Jason Price Everett was born in Orlando, Florida in 1972. He was educated at Lafayette College, Cornell University and the University of Paris. He has held twenty-six different positions of employment to date, one of the more recent being that of English professor at a university in Xian, China. He is the author of Unfictions, a collection of short prose available from 8th House Publishing. His work has appeared in such diverse publications as Si Senor, Hubris, CRIT Journal, The Mad Hatters’ Review, BITEmagazine, Writers Notes Magazine, Farmhouse Magazine, The Quarterly Review, The Prague Literary Review, City Writers Review, Riverbabble, Underground Voices, BLATT, The Alchemy Review and Revue Mètropolitaine. He currently lives in Montreal.
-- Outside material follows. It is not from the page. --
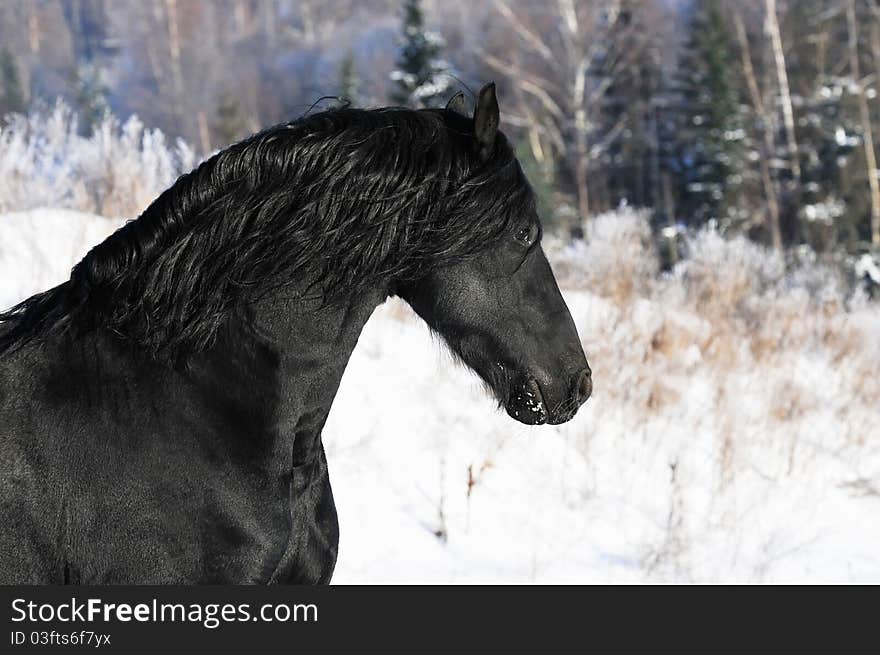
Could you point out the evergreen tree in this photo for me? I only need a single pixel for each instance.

Eric Felipe-Barkin is a working filmmaker, writer, illustrator and published translator. He holds an M.F.A. from Columbia University’s fiction program and regularly staffs the sundry camera departments of New York City’s commercial film industry. He is currently at work on no less than twenty western short films, a Sunday comic series based on the work of Winsor McKay and something else by the time you read this.
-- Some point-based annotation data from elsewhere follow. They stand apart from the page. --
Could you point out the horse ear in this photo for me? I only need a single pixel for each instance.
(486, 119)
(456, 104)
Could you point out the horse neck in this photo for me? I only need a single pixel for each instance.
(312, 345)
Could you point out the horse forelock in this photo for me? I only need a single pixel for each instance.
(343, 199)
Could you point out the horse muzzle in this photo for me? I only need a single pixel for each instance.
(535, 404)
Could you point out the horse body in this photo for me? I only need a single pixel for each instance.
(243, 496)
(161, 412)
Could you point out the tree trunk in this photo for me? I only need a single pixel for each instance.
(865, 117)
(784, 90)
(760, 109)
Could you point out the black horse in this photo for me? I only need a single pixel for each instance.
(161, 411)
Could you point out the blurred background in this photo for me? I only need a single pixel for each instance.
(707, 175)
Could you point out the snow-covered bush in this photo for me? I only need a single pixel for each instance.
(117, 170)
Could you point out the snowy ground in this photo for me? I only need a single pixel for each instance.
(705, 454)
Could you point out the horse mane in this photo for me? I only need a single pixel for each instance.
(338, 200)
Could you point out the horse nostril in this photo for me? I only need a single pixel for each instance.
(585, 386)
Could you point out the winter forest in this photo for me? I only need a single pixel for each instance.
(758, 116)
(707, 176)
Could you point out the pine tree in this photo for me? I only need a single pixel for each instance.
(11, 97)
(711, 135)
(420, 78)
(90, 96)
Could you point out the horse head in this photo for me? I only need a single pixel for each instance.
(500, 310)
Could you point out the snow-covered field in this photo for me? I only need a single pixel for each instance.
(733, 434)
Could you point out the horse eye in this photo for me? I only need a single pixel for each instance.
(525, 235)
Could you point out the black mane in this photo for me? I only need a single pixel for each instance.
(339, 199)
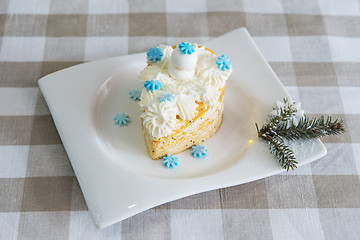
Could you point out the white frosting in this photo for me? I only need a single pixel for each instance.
(209, 95)
(160, 119)
(186, 106)
(180, 74)
(174, 74)
(149, 98)
(183, 61)
(182, 66)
His work can be seen at http://ericfelipebarkin.wordpress.com/.
Ken Foster is the author of the bestselling memoir, The Dogs Who Found Me, and a collection of stories, The Kind I’m Likely To Get, which was a New York Times Notable Book of the Year. He is also the editor of two anthologies: The KGB Bar Reader and Dog Culture. His work has appeared in The New York Times, The Bark, The Believer, Urban Dog, Salon, Fence, Flaunt, and other publications, and he has appeared as a guest on National Public Radio’s “Fresh Air” program with Terry Gross, WGBH’s “Morning Stories.” He is most recently the author of Dogs I Have Met: And the People They Found. He lives in New Orleans with Brando (a Dane/pit bull), Zephyr (a rottweiler/shepherd), and Sula (an American Pit Bull Terrier)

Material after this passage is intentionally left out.